Physarum polycephalum is a type of slime mould with a certain knack for graph theory. Like most of us, the organism spends the majority of its life searching for something to eat. Unlike us however, it has the ability to exploit multiple food sources simultaneously. Upon discovering a number of edible options within it's environment, the Physarum constructs remarkably efficient transport networks between them as a means of distributing nutrients amongst its many nuclei. By way of this special talent, the brainless amoeba has managed to offer up some pointers to infrastructure engineers in recent years.
It's misleading to talk about Physarum as a singular entity however. The mould's apparent design intelligence isn't the product of a singular higher level brain. Rather it is an ecological property of many lower level decision-making entities acting in parallel. It is a classic example of decentralized problem solving. The Physarum's infrastructure emerges from local interactions amongst it's nuclei population - none of which have any idea of the global state of the system they belong to. While the specific details of these local interactions are beyond my limited knowledge of biology, as it turns out modelling them isn't so different from the chemotaxis based multi-agent systems that I've been playing with recently.
The above is based on a multi-agent approximation of Physarum network formation put forward by Jeff Jones in his paper "Characteristics of Pattern Formation and Evolution in Approximations of Physarum Transport Networks". What is most interesting about Jones's approach is the complexity differential between the agent behaviors and their emergent output. Once again agent interaction is strictly indirect. They communicate only through detection and deposition of "pheromone" gradients within their shared environment. The decision-making routines themselves are surprisingly discrete - each agent samples in 3 forward biased locations and picks only the one with the highest pheromone concentration to move towards. With a large enough population of agents however, this behaviour produces self-minimizing networks similar to those seen amongst the organism they aim to emulate.

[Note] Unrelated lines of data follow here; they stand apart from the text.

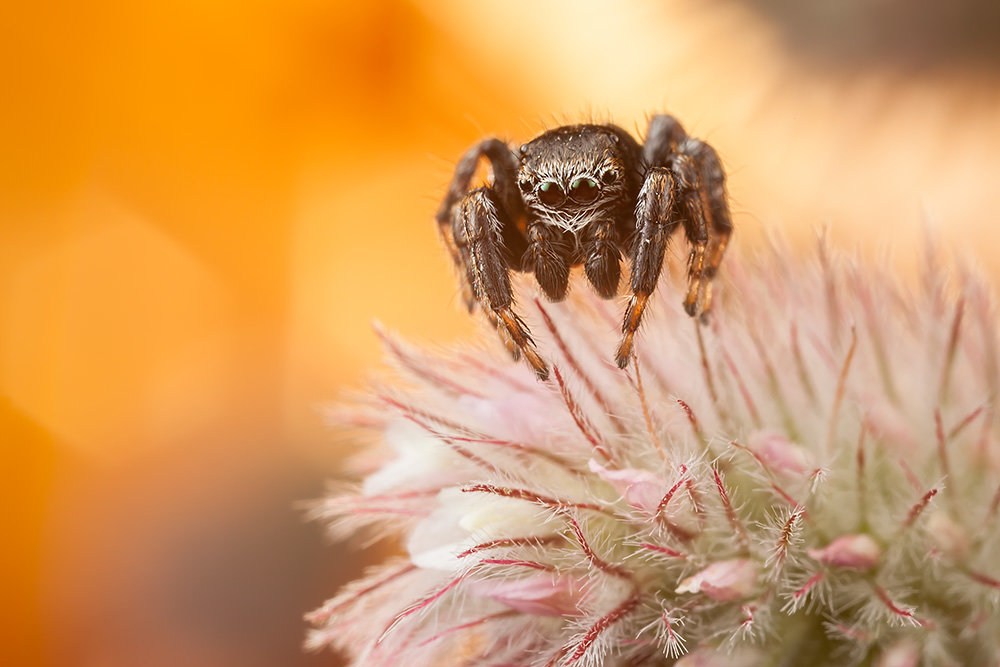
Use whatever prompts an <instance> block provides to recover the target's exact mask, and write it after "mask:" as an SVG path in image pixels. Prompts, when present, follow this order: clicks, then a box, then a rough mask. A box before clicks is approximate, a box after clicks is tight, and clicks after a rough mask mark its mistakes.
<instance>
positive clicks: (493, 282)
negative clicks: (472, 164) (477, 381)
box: [456, 188, 549, 380]
mask: <svg viewBox="0 0 1000 667" xmlns="http://www.w3.org/2000/svg"><path fill="white" fill-rule="evenodd" d="M456 215H457V218H456V223H457V224H456V226H457V229H456V232H459V233H458V234H457V235H456V237H457V238H456V241H457V242H458V245H459V247H460V248H461V247H464V248H465V249H466V250H467V259H464V258H463V261H465V262H467V263H466V267H465V268H466V269H467V272H468V275H469V279H470V282H471V283H472V284H473V288H474V290H475V294H476V297H477V299H478V300H479V303H480V304H482V306H483V309H484V310H486V312H487V314H488V316H489V317H490V320H491V321H493V323H494V324H495V325H496V326H497V328H498V329H499V330H500V332H501V334H502V335H504V336H506V337H507V338H508V339H509V341H510V342H511V343H512V344H513V346H514V347H515V348H516V350H517V352H518V353H520V354H521V355H523V356H524V358H525V359H526V360H527V361H528V363H529V364H530V365H531V367H532V369H534V371H535V375H537V376H538V378H539V379H540V380H545V379H547V378H548V376H549V369H548V366H547V365H546V364H545V362H544V361H542V358H541V357H540V356H539V355H538V351H537V350H536V349H535V343H534V341H533V340H532V339H531V334H530V333H528V328H527V326H525V324H524V321H523V320H522V319H521V318H520V317H518V315H517V314H516V313H515V312H514V310H513V306H514V292H513V289H512V287H511V282H510V266H509V259H508V256H507V255H506V253H505V248H504V244H503V238H504V229H505V228H506V229H510V228H511V227H512V224H511V221H510V218H509V213H508V211H506V210H505V209H504V208H503V207H502V206H500V205H499V202H497V201H496V195H495V193H493V192H492V191H491V190H490V189H487V188H478V189H476V190H473V191H472V192H470V193H469V194H467V195H466V196H465V197H464V198H463V199H462V201H461V202H460V203H459V205H458V210H457V214H456Z"/></svg>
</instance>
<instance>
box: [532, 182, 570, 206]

In implementing it myself in Processing, I've stayed mostly true to the source material. Where I did deviate a bit was in making the agent's sampling routine less discrete. Each of the 3 pheromone samples play into a weighted vector sum that determines the agent's new heading. I also added a foraging behaviour where each agent seeks out regions of low pheromone concentration rather than high (00:09).
In an effort to bring some of the geometry I've been playing with into the realm of the constructable (or at least closer to it), I've been exploring the decomposition of freeform meshes into developable strips. In the example below, an initial isosurface is extracted from a reaction-diffusion simulation that used pheromone concentrations from previous posts as a starting condition. This mesh is then decomposed by marching across each of its faces based on a simple scoring system. At each step, the normal of the current face is compared to that of its neighbours. This deviation is combined with deviation from a guide vector to produce the overall score. The lowest score is followed until either the current strip exceeds a defined maximum length or the mesh simply runs out of faces. The process can also be short circuited if no neighbours fall within an acceptable deviation.

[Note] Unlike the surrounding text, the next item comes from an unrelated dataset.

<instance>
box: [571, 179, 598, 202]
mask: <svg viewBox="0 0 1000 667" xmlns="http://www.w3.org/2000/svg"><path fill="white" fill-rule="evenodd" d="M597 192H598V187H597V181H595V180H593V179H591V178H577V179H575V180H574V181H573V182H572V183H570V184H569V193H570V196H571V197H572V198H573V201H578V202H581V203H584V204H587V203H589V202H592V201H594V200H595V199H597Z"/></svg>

The decomposition was run twice on the above mesh. The two passes used perpendicular guide vectors producing a weft layer and a warp layer. Strips under a certain length were left out to produce openings in the skin.
In continuing to look at the idea of chemotaxis among agent populations, I added a third dimension to the pheromone based simulation from earlier. Taking a similar approach, two populations of agents compete for space in a finite volume. Each population attempts to drag the pheromone concentration towards a desired level to which it is also attracted. Eventually the populations negotiate respective territories producing similar results to some previous space partitioning studies. Below is a 3d print of isosurfaces extracted from the resulting pheromone cloud.

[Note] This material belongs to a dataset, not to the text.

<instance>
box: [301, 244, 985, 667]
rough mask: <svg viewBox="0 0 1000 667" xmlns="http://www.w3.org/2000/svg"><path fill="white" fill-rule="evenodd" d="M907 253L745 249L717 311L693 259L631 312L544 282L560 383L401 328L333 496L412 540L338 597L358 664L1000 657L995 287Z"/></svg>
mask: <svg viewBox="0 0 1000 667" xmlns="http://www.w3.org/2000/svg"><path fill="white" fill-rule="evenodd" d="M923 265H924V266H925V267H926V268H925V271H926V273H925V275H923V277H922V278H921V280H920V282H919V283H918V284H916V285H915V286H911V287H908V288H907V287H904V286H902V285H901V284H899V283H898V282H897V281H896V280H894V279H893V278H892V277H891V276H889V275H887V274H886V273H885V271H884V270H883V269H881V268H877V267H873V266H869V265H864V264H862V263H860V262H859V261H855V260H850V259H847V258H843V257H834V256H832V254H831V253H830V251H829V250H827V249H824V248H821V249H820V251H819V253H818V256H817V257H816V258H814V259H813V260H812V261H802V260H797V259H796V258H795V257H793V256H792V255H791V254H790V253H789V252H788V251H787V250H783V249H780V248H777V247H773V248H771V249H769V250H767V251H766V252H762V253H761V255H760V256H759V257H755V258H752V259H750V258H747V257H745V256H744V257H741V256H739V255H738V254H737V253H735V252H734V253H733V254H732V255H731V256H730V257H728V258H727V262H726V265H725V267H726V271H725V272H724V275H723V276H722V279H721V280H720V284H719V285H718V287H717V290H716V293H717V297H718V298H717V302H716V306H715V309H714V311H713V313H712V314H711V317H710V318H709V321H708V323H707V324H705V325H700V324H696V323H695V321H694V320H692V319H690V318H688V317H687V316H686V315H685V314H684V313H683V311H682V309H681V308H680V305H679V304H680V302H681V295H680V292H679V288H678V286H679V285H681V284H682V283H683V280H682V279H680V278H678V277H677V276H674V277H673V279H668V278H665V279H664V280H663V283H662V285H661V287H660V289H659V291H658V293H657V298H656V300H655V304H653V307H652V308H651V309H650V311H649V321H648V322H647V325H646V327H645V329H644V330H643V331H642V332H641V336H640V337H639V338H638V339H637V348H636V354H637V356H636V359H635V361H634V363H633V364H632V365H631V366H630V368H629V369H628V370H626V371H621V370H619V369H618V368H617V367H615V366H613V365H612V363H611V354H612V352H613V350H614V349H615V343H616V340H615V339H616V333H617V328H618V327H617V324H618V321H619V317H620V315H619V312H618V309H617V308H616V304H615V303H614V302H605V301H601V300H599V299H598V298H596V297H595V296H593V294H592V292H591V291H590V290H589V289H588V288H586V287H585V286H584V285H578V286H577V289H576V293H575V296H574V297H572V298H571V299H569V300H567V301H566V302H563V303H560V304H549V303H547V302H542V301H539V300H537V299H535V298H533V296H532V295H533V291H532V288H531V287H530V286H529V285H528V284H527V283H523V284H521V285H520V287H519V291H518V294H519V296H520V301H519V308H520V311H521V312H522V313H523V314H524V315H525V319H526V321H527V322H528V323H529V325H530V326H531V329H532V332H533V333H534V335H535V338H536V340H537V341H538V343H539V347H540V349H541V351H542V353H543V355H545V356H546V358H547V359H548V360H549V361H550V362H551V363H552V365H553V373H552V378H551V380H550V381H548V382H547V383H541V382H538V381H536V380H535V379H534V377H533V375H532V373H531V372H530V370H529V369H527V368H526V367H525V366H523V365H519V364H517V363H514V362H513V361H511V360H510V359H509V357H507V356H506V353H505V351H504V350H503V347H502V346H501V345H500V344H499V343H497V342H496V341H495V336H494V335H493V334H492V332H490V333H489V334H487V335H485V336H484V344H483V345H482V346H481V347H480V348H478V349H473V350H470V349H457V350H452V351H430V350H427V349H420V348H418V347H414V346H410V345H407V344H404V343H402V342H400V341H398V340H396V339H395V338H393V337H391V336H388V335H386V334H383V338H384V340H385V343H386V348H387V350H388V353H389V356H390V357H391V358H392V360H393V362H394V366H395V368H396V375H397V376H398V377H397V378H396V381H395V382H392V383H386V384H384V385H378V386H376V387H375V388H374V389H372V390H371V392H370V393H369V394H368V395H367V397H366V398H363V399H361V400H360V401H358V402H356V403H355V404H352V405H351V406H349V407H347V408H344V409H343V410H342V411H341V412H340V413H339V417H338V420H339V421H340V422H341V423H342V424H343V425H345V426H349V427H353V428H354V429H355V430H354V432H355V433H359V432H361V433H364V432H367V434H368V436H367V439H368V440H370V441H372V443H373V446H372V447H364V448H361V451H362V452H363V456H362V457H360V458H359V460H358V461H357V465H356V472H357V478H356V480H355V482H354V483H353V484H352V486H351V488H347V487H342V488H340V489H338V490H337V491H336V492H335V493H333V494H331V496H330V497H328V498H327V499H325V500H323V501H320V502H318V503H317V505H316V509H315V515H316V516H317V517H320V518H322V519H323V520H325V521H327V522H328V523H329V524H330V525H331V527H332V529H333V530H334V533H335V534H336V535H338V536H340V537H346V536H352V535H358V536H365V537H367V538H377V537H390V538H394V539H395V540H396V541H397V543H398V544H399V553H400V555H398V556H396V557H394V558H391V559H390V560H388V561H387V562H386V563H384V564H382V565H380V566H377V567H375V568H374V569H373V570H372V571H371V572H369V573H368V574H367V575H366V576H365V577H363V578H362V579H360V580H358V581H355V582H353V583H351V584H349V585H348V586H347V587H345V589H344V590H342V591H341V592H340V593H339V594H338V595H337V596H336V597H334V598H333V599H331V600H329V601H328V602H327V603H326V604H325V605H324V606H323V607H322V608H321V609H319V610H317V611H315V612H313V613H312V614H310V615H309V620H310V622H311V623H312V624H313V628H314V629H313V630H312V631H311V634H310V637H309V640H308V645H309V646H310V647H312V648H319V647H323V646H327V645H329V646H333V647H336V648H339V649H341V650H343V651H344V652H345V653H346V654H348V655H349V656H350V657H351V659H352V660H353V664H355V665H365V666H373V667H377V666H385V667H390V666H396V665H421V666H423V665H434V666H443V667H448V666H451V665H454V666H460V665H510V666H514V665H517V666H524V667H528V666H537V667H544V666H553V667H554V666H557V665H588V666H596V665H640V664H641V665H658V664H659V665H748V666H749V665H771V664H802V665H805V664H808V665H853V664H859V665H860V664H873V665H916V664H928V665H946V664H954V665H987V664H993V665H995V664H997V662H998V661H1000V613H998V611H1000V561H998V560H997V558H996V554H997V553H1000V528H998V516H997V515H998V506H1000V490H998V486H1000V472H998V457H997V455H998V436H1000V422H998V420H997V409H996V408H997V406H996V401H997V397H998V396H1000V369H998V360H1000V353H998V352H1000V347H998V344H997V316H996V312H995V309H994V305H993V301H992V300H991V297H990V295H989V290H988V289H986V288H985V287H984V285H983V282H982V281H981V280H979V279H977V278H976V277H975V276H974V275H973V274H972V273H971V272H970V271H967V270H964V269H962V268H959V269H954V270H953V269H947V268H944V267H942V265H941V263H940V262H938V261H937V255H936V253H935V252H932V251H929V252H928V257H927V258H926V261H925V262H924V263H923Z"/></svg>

Also, on a related note, here's a look at the surfacing in action on a different pheromone cloud.
A while back I stumbled upon a neat Processing sketch that dealt with the production of electromagnetic field lines in an unusual way (credit to bitcraft). In the past I've approached this sort of thing through vector field integration, where streamlines are represented as paths of moving particles. The sketch above takes a different approach however. Each pixel is given a scalar value based on the weighted angle sum of vectors coming from each charge. This field can then be contoured however you like. Stream lines, for example, can be extracted by isolating pixels that lie on given thresholds. The fun thing about this approach is that when translated to 3d it produces stream surfaces instead of stream lines.